I’m fresh off writing 600ish words about the implications of the Trouba trade regarding the way we look at this Rangers front office, and I spoke mostly in broad strokes about how the Rangers seem to really know what they’re doing after all. I want to highlight one specific facet of that though, something that really comes into high relief when we parse out how it is exactly that Jacob Trouba wound up a New York Ranger. Let’s start from the top, something that you all know by now I’m sure (I almost feel dumb writing it): the Rangers acquired Jacob Trouba in exchange for the 20th overall pick in this year’s draft and Neal Pionk.
Ok, yeah, that was dumb, but let’s build the trade tree, ok? Neal Pionk was acquired for nothing, he was an undrafted free agent signing. The 20th overall pick was acquired from … Winnipeg. How did we get that first round pick from Winnipeg? I’m old enough to remember sending Kevin Hayes to Winnipeg for Brendan Lemieux and the 20th overall pick, that’s for sure. How did we get Kevin Hayes then? Hold up … for … nothing?

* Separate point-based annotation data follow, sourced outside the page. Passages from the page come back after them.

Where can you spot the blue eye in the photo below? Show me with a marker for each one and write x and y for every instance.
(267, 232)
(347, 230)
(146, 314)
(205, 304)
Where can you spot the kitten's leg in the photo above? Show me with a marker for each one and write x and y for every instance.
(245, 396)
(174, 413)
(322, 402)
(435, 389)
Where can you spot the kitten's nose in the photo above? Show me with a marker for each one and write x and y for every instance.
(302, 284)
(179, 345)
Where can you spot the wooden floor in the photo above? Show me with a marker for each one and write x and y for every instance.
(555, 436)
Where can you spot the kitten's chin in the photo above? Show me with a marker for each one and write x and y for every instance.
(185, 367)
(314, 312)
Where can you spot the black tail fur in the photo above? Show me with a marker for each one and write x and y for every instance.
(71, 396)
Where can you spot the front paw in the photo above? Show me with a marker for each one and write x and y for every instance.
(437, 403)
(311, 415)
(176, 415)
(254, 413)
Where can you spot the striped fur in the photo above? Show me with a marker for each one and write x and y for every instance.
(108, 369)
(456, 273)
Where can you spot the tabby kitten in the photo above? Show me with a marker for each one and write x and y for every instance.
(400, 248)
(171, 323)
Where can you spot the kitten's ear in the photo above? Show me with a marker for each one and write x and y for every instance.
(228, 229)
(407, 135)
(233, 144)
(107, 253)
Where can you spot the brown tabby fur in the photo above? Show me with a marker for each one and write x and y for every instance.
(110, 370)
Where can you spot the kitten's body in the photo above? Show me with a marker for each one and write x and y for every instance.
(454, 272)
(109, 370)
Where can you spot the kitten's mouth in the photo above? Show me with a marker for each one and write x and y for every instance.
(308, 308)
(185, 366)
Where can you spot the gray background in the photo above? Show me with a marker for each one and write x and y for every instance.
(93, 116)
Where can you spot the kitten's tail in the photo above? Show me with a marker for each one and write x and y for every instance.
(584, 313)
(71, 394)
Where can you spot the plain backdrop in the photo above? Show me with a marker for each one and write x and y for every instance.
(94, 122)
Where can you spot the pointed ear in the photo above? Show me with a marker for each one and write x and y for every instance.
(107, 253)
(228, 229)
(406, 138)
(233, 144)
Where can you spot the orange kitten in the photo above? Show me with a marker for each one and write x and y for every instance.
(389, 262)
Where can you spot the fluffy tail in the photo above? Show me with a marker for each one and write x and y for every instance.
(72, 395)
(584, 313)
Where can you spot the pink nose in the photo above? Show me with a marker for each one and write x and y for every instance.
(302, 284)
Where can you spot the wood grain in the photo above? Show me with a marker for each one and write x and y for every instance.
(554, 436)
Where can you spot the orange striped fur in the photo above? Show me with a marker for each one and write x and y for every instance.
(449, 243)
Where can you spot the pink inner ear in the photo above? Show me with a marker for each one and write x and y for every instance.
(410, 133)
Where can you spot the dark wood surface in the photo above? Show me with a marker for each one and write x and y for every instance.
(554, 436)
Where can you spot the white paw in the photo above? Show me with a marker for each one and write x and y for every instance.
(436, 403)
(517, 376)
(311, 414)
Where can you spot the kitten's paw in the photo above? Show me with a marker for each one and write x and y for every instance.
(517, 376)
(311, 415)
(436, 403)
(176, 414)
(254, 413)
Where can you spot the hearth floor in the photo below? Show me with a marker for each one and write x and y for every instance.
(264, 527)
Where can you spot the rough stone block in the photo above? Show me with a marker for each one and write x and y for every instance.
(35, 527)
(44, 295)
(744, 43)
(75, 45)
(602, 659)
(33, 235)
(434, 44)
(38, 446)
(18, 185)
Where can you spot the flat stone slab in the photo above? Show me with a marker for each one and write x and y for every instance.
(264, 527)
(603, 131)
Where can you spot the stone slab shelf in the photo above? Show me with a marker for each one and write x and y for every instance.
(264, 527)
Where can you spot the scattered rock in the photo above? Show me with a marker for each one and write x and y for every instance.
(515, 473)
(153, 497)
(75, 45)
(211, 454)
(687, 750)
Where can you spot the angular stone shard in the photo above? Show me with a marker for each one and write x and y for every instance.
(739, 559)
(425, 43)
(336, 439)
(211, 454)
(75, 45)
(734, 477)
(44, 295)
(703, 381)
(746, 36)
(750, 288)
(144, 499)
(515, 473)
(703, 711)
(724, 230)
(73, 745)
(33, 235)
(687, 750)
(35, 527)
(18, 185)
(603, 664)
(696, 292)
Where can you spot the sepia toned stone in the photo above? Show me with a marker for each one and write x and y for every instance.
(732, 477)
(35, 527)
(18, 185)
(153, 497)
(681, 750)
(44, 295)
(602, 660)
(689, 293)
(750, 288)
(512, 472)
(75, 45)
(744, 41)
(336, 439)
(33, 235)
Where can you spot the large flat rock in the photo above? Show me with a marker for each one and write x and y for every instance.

Yes, you read that right. Lost in the waves and waves of Hayes debate over the years, whether he was used properly or whether he would turn out to be a true 1C or whether his fancy stats made him better than Mika Zibanejad (I guess I was wrong there), is that he too was a college free agent signing. That means, essentially, and I know this sounds insanely dumb, that Jacob Trouba was acquired for nothing. We got him in return for a free thing, and a thing we got in exchange for a free thing. Not a bad bit of business.
So what though, right? I mean how did that happen? It actually wasn’t by accident – whether it’s Jimmy Vesey or Jake Elmer (or John Gilmour, or Mats Zuccarello, or Vinni Lettieri, or Michael Lindqvist, or Ville Meskanen …) the Rangers have not been shy about the way in which they cast a wide net for players not taken in the draft. It’s often just kind of painted over, and understandably so. Out of those names we’ve got two top-line players, plus Jimmy Vesey somewhere below that tier, and then that’s kind of it. Still, the counterpoint to that is usually “asset management! it’s good to cover every angle!”
There usually isn’t much proof to back that up though, because while asset management is good and well in of itself, this game is about practical results, on and off the ice. That means that picking up all these players for free essentially should pay off – what would the point be if literally none of them turned out to be NHLers? There is a point though, and we’re starting to see it. The Rangers traded Mats Zuccarello and got picks. They traded Kevin Hayes and got a good middle-sixer and a pick. They traded that same pick back along with another player they got for nothing, and voila, there’s that young, in his prime, well-rounded top-pairing defenseman we’ve been yearning for all this time. Not bad at all. As I said yesterday, trust the process.